I'm trying to find the repeated ids based on the first day's value.
For example, I have records for 4 days:
import pandas as pd
df = pd.DataFrame({'id':['1','2','5','4','2','3','5','4','2','5','2','3','3','4'],
'class':['1','1','0','0','1','1','1','1','0','0','0','0','1','1'],
'day':['1','1','1','1','1','1','1','2','2','3','3','3','4','4']})
df
Given the above data, I'd like to find the records that fit the following conditions: (1) all the records in day=1 that has class = 0; (2) On day 2, 3, 4, keep the records if the id satisfies condition (1)--have class=0 on day 1
So the results should be:
df = pd.DataFrame({'id':['5','4','4','5','4'],
'class':['0','0','1','0','1'],
'day':['1','1','2','3','4']})
df
This method would work:
# 1. find unique id in day 1 that meet condition (1)
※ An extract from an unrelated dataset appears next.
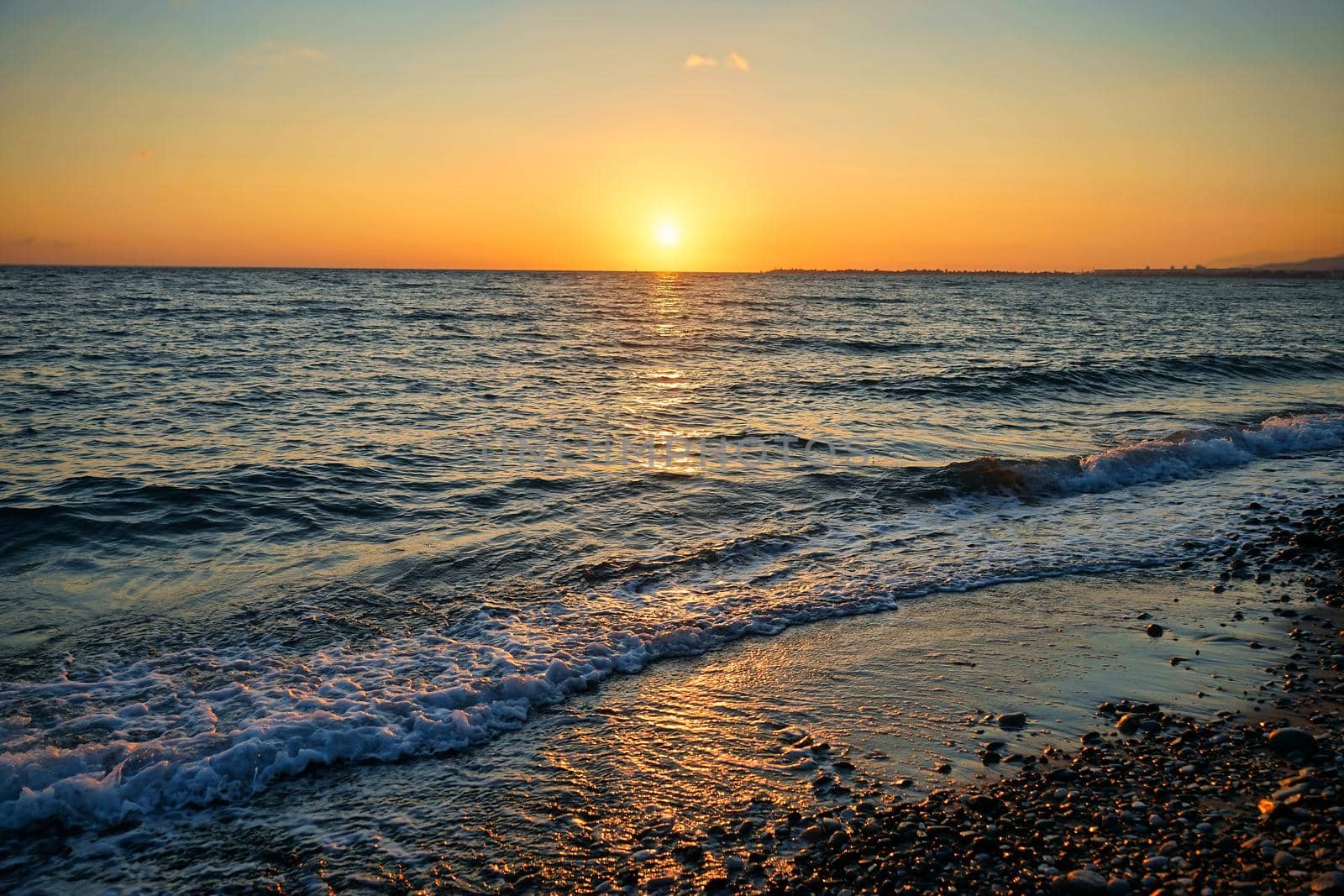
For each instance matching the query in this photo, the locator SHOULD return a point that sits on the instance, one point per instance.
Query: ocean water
(259, 527)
df1 = df[(df['day']=='1') & (df['class']=='0')]
df1_id = df1.id.unique()
# 2. create a new dataframe for day 2,3,4
df234=df[df['day']!='1']
# 3. create a new dataframe for day2,3,4 that contains the id in the unique list
df234_new = df234[df234['id'].isin(df1_id)]
#4. append df234_new at the end of df1
df_new = df1.append(df234_new)
df_new
But my full dataset contains way more columns and rows, using the above method sound too tedious. Does anyone know how to do it more efficiently? Thank you very much!!